Silicon-Valley-Investor: Die Woche der langen Messer Von Otmar Weber, Menlo Park
Jetzt werden die Quartalsberichte der meisten Hightech-Firmen vorgelegt – es gibt Überraschungen.
Ergebnisse, Ergebnisse und noch mehr Quartalsergebnisse prasseln seit über zwei Wochen auf Börsianer und Anleger nieder. Mehr als die Hälfte der Ergebnisparade ist schon mit Pauken und Trompeten an uns vorbeidefiliert. Technologiewerte bestimmen das Bild mit überwiegend höheren Gewinnen, Kurssteigerungen bleiben jedoch aus. Am meisten überraschen Halbleiter-Titel. Die Gewinne der Firmen aus dieser Sparte liegen um satte 163 Prozent höher als im vergleichbaren Zeitraum des Vorjahres. Das sind 30 Prozent mehr, als alle erwartet haben.

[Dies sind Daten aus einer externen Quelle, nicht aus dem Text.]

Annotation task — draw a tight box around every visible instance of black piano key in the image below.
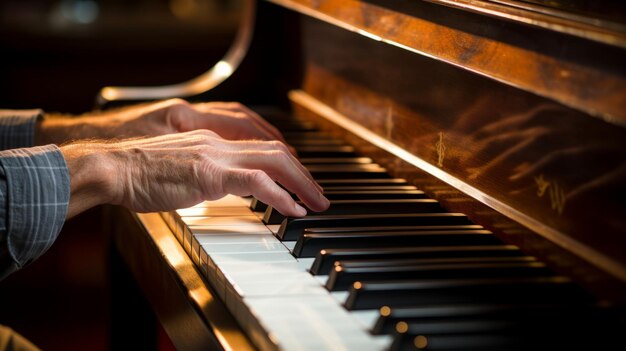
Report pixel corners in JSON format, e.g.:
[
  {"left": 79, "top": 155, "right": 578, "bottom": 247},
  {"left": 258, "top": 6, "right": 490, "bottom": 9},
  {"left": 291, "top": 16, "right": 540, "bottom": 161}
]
[
  {"left": 293, "top": 230, "right": 502, "bottom": 257},
  {"left": 326, "top": 262, "right": 554, "bottom": 291},
  {"left": 306, "top": 164, "right": 390, "bottom": 180},
  {"left": 276, "top": 213, "right": 473, "bottom": 240},
  {"left": 299, "top": 157, "right": 374, "bottom": 166},
  {"left": 334, "top": 256, "right": 538, "bottom": 268},
  {"left": 287, "top": 137, "right": 346, "bottom": 149},
  {"left": 345, "top": 276, "right": 592, "bottom": 310},
  {"left": 324, "top": 186, "right": 416, "bottom": 191},
  {"left": 389, "top": 331, "right": 528, "bottom": 351},
  {"left": 250, "top": 197, "right": 267, "bottom": 212},
  {"left": 371, "top": 302, "right": 617, "bottom": 335},
  {"left": 304, "top": 224, "right": 478, "bottom": 234},
  {"left": 390, "top": 315, "right": 624, "bottom": 350},
  {"left": 281, "top": 131, "right": 337, "bottom": 142},
  {"left": 263, "top": 199, "right": 443, "bottom": 224},
  {"left": 310, "top": 189, "right": 426, "bottom": 200},
  {"left": 310, "top": 245, "right": 524, "bottom": 275},
  {"left": 250, "top": 186, "right": 426, "bottom": 212},
  {"left": 316, "top": 178, "right": 412, "bottom": 189},
  {"left": 288, "top": 145, "right": 358, "bottom": 158}
]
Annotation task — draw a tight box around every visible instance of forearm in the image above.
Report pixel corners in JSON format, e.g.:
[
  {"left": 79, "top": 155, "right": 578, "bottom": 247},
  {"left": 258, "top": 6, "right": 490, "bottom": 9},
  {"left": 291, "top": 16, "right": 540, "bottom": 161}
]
[
  {"left": 61, "top": 142, "right": 116, "bottom": 218},
  {"left": 35, "top": 114, "right": 118, "bottom": 145}
]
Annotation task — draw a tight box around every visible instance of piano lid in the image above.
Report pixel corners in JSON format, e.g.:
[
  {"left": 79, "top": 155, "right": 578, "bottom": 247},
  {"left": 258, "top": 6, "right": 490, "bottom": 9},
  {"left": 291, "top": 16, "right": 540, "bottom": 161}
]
[{"left": 270, "top": 0, "right": 626, "bottom": 125}]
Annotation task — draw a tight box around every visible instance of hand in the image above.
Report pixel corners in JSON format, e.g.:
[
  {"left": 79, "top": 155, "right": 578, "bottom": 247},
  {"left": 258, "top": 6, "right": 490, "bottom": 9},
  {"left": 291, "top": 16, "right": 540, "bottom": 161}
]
[
  {"left": 61, "top": 130, "right": 329, "bottom": 218},
  {"left": 36, "top": 99, "right": 285, "bottom": 144}
]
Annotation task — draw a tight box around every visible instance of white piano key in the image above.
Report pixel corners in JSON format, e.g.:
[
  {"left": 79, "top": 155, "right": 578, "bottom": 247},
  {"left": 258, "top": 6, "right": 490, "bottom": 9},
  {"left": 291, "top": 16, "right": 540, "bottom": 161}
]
[
  {"left": 200, "top": 242, "right": 289, "bottom": 253},
  {"left": 298, "top": 257, "right": 315, "bottom": 271},
  {"left": 216, "top": 257, "right": 305, "bottom": 274},
  {"left": 189, "top": 223, "right": 272, "bottom": 234},
  {"left": 209, "top": 252, "right": 294, "bottom": 266},
  {"left": 199, "top": 233, "right": 280, "bottom": 246},
  {"left": 194, "top": 194, "right": 250, "bottom": 207},
  {"left": 244, "top": 295, "right": 384, "bottom": 351},
  {"left": 283, "top": 240, "right": 296, "bottom": 252},
  {"left": 224, "top": 272, "right": 328, "bottom": 298},
  {"left": 266, "top": 224, "right": 280, "bottom": 234},
  {"left": 330, "top": 291, "right": 350, "bottom": 305},
  {"left": 350, "top": 310, "right": 380, "bottom": 330},
  {"left": 176, "top": 206, "right": 252, "bottom": 217},
  {"left": 181, "top": 216, "right": 262, "bottom": 227},
  {"left": 314, "top": 275, "right": 328, "bottom": 285}
]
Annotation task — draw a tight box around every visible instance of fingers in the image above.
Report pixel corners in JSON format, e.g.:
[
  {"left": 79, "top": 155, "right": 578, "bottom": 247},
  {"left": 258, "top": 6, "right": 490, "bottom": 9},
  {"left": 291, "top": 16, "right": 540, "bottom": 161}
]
[
  {"left": 229, "top": 151, "right": 329, "bottom": 212},
  {"left": 197, "top": 102, "right": 285, "bottom": 142},
  {"left": 224, "top": 169, "right": 306, "bottom": 217}
]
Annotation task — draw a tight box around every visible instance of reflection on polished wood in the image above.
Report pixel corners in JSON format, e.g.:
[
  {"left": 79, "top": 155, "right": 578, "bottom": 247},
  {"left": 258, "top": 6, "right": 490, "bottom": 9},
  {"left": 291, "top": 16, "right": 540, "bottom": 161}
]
[
  {"left": 270, "top": 0, "right": 626, "bottom": 125},
  {"left": 112, "top": 209, "right": 255, "bottom": 351},
  {"left": 107, "top": 0, "right": 626, "bottom": 348}
]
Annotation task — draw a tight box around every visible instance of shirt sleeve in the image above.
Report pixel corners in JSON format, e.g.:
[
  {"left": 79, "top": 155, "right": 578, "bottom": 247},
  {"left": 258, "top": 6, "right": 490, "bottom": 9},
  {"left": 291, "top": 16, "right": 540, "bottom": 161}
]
[
  {"left": 0, "top": 110, "right": 43, "bottom": 150},
  {"left": 0, "top": 145, "right": 70, "bottom": 280}
]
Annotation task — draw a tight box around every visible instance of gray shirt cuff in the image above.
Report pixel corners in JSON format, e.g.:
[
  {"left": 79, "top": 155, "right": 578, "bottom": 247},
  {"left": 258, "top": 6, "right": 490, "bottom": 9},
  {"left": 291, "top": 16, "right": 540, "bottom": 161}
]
[
  {"left": 0, "top": 145, "right": 70, "bottom": 279},
  {"left": 0, "top": 110, "right": 43, "bottom": 150}
]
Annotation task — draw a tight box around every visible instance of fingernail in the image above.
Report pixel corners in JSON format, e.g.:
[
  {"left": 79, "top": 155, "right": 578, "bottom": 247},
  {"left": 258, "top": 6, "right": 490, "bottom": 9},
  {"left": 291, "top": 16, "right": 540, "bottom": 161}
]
[
  {"left": 294, "top": 203, "right": 306, "bottom": 217},
  {"left": 320, "top": 194, "right": 330, "bottom": 208},
  {"left": 315, "top": 183, "right": 324, "bottom": 194}
]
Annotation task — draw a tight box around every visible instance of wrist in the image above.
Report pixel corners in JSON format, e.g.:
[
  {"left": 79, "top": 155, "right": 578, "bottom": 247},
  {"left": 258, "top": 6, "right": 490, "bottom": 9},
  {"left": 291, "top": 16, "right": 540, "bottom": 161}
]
[
  {"left": 60, "top": 142, "right": 116, "bottom": 218},
  {"left": 35, "top": 114, "right": 116, "bottom": 145}
]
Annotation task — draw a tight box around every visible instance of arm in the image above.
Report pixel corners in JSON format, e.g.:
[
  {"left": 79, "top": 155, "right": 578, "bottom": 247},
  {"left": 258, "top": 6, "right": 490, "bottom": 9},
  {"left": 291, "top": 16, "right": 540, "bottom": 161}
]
[
  {"left": 35, "top": 99, "right": 284, "bottom": 145},
  {"left": 61, "top": 130, "right": 329, "bottom": 217},
  {"left": 0, "top": 145, "right": 70, "bottom": 279}
]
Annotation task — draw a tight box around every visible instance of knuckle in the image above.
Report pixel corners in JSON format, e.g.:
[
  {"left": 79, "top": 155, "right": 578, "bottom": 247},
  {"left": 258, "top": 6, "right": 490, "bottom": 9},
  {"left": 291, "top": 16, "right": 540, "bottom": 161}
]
[{"left": 246, "top": 169, "right": 269, "bottom": 186}]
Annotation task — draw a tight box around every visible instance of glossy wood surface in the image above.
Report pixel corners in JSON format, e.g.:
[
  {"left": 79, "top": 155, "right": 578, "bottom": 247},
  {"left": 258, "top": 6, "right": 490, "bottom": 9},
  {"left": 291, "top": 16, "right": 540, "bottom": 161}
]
[
  {"left": 111, "top": 208, "right": 255, "bottom": 351},
  {"left": 270, "top": 0, "right": 626, "bottom": 125},
  {"left": 286, "top": 10, "right": 626, "bottom": 302}
]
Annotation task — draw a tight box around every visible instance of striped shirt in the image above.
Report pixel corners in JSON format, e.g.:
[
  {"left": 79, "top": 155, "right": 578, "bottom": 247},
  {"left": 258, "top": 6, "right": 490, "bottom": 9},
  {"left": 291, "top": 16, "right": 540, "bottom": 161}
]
[{"left": 0, "top": 110, "right": 70, "bottom": 280}]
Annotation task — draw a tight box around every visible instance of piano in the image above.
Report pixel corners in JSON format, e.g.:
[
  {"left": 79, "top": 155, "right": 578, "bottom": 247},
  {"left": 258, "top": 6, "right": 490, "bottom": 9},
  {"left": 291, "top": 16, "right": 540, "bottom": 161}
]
[{"left": 99, "top": 0, "right": 626, "bottom": 351}]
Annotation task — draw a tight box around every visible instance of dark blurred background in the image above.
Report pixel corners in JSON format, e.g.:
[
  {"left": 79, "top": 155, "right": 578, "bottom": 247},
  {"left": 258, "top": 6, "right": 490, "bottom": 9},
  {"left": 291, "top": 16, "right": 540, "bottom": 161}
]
[{"left": 0, "top": 0, "right": 241, "bottom": 350}]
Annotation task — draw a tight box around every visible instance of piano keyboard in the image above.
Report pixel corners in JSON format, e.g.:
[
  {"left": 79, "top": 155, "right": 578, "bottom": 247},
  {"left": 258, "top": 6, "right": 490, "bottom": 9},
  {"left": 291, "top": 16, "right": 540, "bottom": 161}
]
[{"left": 162, "top": 117, "right": 615, "bottom": 351}]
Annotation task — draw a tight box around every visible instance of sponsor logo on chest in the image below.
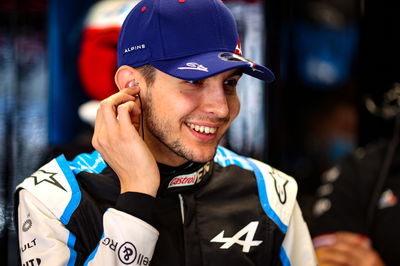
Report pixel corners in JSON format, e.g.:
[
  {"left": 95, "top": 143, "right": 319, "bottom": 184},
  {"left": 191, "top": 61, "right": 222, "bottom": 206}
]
[{"left": 168, "top": 162, "right": 211, "bottom": 188}]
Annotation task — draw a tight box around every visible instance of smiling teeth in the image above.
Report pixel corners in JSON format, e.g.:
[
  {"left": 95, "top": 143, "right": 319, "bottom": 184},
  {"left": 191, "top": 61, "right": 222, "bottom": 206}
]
[{"left": 187, "top": 123, "right": 217, "bottom": 134}]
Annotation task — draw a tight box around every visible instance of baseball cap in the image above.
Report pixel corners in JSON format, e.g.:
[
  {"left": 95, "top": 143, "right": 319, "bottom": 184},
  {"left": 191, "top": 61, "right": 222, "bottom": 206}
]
[{"left": 117, "top": 0, "right": 274, "bottom": 82}]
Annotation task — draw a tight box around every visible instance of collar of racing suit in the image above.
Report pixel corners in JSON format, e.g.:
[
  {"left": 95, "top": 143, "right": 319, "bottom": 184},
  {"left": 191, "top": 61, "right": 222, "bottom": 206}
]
[{"left": 158, "top": 161, "right": 213, "bottom": 194}]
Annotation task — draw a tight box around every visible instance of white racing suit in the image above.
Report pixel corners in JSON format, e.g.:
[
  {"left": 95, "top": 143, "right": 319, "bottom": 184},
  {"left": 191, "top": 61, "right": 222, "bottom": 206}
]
[{"left": 16, "top": 147, "right": 316, "bottom": 266}]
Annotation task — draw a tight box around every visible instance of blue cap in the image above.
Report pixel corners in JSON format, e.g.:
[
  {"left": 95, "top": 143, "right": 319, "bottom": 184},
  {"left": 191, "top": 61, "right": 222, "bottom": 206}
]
[{"left": 118, "top": 0, "right": 274, "bottom": 82}]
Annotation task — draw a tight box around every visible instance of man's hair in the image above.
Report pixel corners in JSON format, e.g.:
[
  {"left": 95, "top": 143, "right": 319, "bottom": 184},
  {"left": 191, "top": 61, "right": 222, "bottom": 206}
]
[{"left": 136, "top": 64, "right": 157, "bottom": 87}]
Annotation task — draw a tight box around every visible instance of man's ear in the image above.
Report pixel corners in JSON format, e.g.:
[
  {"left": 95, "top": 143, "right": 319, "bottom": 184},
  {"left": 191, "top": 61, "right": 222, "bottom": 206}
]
[{"left": 114, "top": 65, "right": 142, "bottom": 90}]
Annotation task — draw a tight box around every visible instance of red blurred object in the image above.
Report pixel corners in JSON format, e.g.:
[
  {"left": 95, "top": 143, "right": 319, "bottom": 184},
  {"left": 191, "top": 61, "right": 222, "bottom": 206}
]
[{"left": 78, "top": 27, "right": 120, "bottom": 100}]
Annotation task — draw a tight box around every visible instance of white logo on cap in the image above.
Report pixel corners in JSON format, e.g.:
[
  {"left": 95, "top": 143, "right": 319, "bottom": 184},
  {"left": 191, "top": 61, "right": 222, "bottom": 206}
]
[{"left": 178, "top": 62, "right": 208, "bottom": 72}]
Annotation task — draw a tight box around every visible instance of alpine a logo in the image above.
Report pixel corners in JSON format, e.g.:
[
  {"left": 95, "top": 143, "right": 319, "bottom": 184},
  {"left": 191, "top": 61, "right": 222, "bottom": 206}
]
[
  {"left": 178, "top": 62, "right": 208, "bottom": 72},
  {"left": 210, "top": 221, "right": 262, "bottom": 253}
]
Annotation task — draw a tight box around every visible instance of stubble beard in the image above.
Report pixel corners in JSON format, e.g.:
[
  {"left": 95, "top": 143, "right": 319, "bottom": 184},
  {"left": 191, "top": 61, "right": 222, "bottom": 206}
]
[{"left": 143, "top": 92, "right": 217, "bottom": 163}]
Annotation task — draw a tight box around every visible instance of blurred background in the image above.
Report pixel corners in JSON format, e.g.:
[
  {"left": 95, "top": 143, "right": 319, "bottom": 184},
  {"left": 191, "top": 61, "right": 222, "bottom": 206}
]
[{"left": 0, "top": 0, "right": 400, "bottom": 265}]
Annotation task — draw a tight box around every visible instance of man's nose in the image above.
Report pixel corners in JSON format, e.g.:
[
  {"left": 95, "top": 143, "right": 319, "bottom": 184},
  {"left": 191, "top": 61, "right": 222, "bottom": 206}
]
[{"left": 203, "top": 84, "right": 229, "bottom": 118}]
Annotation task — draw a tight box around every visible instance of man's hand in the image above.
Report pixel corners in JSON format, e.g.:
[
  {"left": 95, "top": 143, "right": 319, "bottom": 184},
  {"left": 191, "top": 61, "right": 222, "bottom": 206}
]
[
  {"left": 92, "top": 83, "right": 160, "bottom": 197},
  {"left": 313, "top": 232, "right": 385, "bottom": 266}
]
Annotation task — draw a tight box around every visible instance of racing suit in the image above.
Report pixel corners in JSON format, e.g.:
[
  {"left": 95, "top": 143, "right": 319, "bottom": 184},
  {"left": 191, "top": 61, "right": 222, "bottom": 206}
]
[{"left": 17, "top": 147, "right": 316, "bottom": 266}]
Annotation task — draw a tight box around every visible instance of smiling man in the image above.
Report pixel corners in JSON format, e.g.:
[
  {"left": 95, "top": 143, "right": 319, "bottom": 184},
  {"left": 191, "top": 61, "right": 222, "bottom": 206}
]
[{"left": 17, "top": 0, "right": 316, "bottom": 266}]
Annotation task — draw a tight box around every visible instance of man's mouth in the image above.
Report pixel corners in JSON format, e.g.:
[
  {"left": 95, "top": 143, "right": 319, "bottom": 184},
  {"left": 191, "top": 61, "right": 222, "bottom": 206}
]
[{"left": 186, "top": 123, "right": 218, "bottom": 134}]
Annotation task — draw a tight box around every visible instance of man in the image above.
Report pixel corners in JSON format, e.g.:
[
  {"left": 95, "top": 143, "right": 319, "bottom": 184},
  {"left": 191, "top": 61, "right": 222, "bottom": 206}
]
[{"left": 14, "top": 0, "right": 316, "bottom": 266}]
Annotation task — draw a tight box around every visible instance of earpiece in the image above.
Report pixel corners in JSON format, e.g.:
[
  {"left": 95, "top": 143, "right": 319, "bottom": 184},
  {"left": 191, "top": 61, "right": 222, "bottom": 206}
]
[{"left": 127, "top": 80, "right": 139, "bottom": 88}]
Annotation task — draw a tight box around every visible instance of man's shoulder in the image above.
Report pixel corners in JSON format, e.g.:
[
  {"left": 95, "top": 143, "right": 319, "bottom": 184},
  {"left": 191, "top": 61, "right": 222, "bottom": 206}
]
[
  {"left": 214, "top": 147, "right": 297, "bottom": 233},
  {"left": 17, "top": 152, "right": 106, "bottom": 224}
]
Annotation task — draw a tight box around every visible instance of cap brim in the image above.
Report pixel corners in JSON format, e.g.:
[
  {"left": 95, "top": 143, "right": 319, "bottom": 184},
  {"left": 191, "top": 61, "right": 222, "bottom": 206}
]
[{"left": 150, "top": 52, "right": 275, "bottom": 82}]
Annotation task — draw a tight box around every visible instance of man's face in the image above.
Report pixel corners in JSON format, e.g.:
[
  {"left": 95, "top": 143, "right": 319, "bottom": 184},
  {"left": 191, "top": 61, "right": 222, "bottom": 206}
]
[{"left": 143, "top": 67, "right": 241, "bottom": 166}]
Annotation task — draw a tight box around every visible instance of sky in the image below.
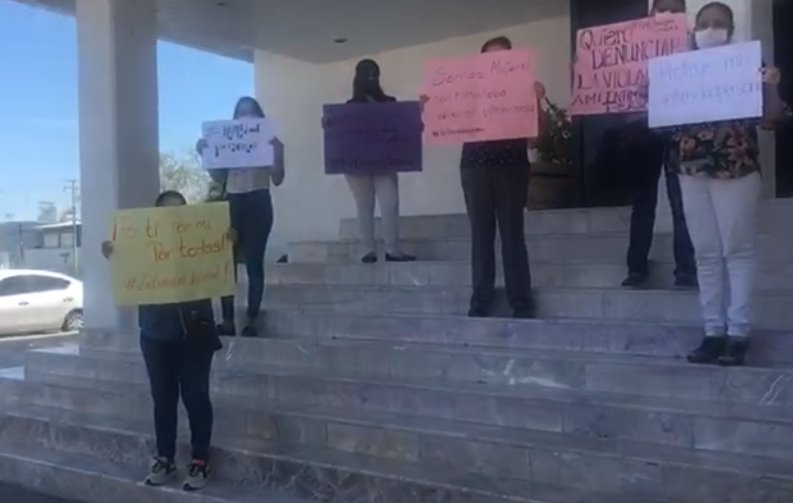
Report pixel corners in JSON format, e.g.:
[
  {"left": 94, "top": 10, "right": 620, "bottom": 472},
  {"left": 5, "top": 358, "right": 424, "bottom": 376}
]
[{"left": 0, "top": 0, "right": 254, "bottom": 221}]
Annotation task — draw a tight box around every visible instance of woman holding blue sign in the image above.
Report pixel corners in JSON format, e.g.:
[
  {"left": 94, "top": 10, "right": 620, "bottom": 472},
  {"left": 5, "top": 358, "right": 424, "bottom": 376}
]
[
  {"left": 675, "top": 2, "right": 786, "bottom": 366},
  {"left": 345, "top": 59, "right": 416, "bottom": 264},
  {"left": 196, "top": 96, "right": 285, "bottom": 337}
]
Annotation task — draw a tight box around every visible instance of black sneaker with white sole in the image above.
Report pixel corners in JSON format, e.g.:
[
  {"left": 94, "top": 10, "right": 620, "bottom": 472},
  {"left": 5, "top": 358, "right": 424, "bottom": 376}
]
[
  {"left": 144, "top": 456, "right": 176, "bottom": 487},
  {"left": 182, "top": 459, "right": 209, "bottom": 492}
]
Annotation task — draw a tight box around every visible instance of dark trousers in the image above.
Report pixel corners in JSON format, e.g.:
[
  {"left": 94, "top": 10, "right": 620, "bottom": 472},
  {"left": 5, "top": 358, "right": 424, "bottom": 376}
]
[
  {"left": 628, "top": 168, "right": 696, "bottom": 278},
  {"left": 461, "top": 166, "right": 532, "bottom": 313},
  {"left": 220, "top": 190, "right": 273, "bottom": 323},
  {"left": 139, "top": 337, "right": 214, "bottom": 460}
]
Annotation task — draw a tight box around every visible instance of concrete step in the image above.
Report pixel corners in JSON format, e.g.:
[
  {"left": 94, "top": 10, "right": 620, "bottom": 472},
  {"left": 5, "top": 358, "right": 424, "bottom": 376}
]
[
  {"left": 0, "top": 442, "right": 304, "bottom": 503},
  {"left": 265, "top": 285, "right": 793, "bottom": 330},
  {"left": 81, "top": 309, "right": 793, "bottom": 367},
  {"left": 0, "top": 376, "right": 793, "bottom": 503},
  {"left": 13, "top": 348, "right": 793, "bottom": 459},
  {"left": 71, "top": 334, "right": 793, "bottom": 406},
  {"left": 289, "top": 229, "right": 793, "bottom": 265},
  {"left": 262, "top": 260, "right": 793, "bottom": 292},
  {"left": 339, "top": 199, "right": 793, "bottom": 240},
  {"left": 0, "top": 408, "right": 680, "bottom": 503}
]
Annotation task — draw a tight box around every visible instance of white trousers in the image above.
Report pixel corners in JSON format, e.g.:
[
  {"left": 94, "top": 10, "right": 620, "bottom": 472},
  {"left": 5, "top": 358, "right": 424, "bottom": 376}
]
[
  {"left": 680, "top": 173, "right": 762, "bottom": 337},
  {"left": 346, "top": 173, "right": 399, "bottom": 254}
]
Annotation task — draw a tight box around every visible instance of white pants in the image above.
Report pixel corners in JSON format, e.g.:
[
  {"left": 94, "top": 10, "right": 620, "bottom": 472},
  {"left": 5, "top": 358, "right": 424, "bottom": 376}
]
[
  {"left": 680, "top": 173, "right": 762, "bottom": 337},
  {"left": 346, "top": 173, "right": 399, "bottom": 254}
]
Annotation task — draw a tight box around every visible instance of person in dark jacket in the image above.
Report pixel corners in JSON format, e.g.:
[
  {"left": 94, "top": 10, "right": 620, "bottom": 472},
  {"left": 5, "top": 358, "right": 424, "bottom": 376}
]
[
  {"left": 622, "top": 0, "right": 697, "bottom": 288},
  {"left": 196, "top": 96, "right": 286, "bottom": 337},
  {"left": 102, "top": 191, "right": 223, "bottom": 491},
  {"left": 460, "top": 37, "right": 544, "bottom": 318}
]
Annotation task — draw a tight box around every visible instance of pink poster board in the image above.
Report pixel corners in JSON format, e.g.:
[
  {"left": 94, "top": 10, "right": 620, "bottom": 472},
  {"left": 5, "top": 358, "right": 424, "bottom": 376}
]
[
  {"left": 570, "top": 14, "right": 689, "bottom": 115},
  {"left": 422, "top": 50, "right": 539, "bottom": 145}
]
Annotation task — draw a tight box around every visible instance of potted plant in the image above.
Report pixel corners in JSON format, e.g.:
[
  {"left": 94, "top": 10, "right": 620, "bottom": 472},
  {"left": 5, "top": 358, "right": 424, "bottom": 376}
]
[{"left": 527, "top": 98, "right": 576, "bottom": 209}]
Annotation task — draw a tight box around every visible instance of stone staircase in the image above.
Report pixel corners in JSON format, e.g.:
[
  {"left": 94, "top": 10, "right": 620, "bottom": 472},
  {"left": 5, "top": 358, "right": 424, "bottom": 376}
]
[{"left": 0, "top": 201, "right": 793, "bottom": 503}]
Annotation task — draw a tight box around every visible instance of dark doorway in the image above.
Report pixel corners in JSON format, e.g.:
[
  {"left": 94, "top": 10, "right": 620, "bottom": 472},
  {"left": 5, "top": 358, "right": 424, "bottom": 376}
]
[
  {"left": 774, "top": 0, "right": 793, "bottom": 197},
  {"left": 570, "top": 0, "right": 648, "bottom": 206}
]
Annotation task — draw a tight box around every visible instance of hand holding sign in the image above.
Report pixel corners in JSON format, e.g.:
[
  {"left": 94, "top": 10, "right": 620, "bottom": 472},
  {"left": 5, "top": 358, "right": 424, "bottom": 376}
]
[{"left": 760, "top": 66, "right": 782, "bottom": 86}]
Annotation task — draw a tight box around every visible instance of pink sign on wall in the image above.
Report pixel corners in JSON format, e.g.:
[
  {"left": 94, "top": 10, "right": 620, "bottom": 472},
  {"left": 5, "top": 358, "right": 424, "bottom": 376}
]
[
  {"left": 570, "top": 14, "right": 689, "bottom": 115},
  {"left": 423, "top": 50, "right": 539, "bottom": 144}
]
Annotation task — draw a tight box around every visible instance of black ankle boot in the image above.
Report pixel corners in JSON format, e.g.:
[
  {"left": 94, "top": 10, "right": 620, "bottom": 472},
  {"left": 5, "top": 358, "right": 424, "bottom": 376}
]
[
  {"left": 719, "top": 337, "right": 749, "bottom": 367},
  {"left": 688, "top": 337, "right": 727, "bottom": 363}
]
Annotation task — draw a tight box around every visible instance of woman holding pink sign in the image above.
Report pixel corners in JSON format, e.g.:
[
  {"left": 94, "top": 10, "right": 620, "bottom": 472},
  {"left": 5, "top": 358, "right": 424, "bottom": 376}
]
[{"left": 460, "top": 37, "right": 545, "bottom": 318}]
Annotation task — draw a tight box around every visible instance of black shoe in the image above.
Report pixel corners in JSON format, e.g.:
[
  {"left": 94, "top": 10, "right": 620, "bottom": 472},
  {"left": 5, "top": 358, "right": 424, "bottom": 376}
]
[
  {"left": 182, "top": 459, "right": 209, "bottom": 492},
  {"left": 675, "top": 276, "right": 699, "bottom": 290},
  {"left": 688, "top": 337, "right": 727, "bottom": 363},
  {"left": 242, "top": 325, "right": 259, "bottom": 338},
  {"left": 143, "top": 456, "right": 176, "bottom": 487},
  {"left": 385, "top": 253, "right": 416, "bottom": 262},
  {"left": 218, "top": 322, "right": 237, "bottom": 337},
  {"left": 622, "top": 273, "right": 647, "bottom": 288},
  {"left": 719, "top": 337, "right": 750, "bottom": 367}
]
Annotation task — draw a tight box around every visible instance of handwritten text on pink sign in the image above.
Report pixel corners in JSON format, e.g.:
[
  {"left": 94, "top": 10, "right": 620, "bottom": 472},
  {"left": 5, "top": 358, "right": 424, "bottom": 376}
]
[
  {"left": 570, "top": 14, "right": 688, "bottom": 115},
  {"left": 423, "top": 50, "right": 538, "bottom": 144}
]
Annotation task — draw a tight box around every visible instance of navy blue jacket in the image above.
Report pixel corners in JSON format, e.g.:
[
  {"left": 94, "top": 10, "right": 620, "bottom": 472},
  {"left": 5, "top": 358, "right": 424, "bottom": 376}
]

Intel legt mit 80 Prozent mehr Gewinn vor, Texas Instruments schafft 50 Prozent mehr, Kommunikationschip-Hersteller Broadcom kann mehr als verdoppeln. Dennoch, Anleger entscheiden sich für Gewinnmitnahmen. Seit Beginn der Berichtsaison fällt der Index für Halbleiter-Aktien (SOX) in nur fünf Tagen um 15 Prozent. Tauchen die ersten Vorboten einer zur Neige gehenden Sommer-Rally auf?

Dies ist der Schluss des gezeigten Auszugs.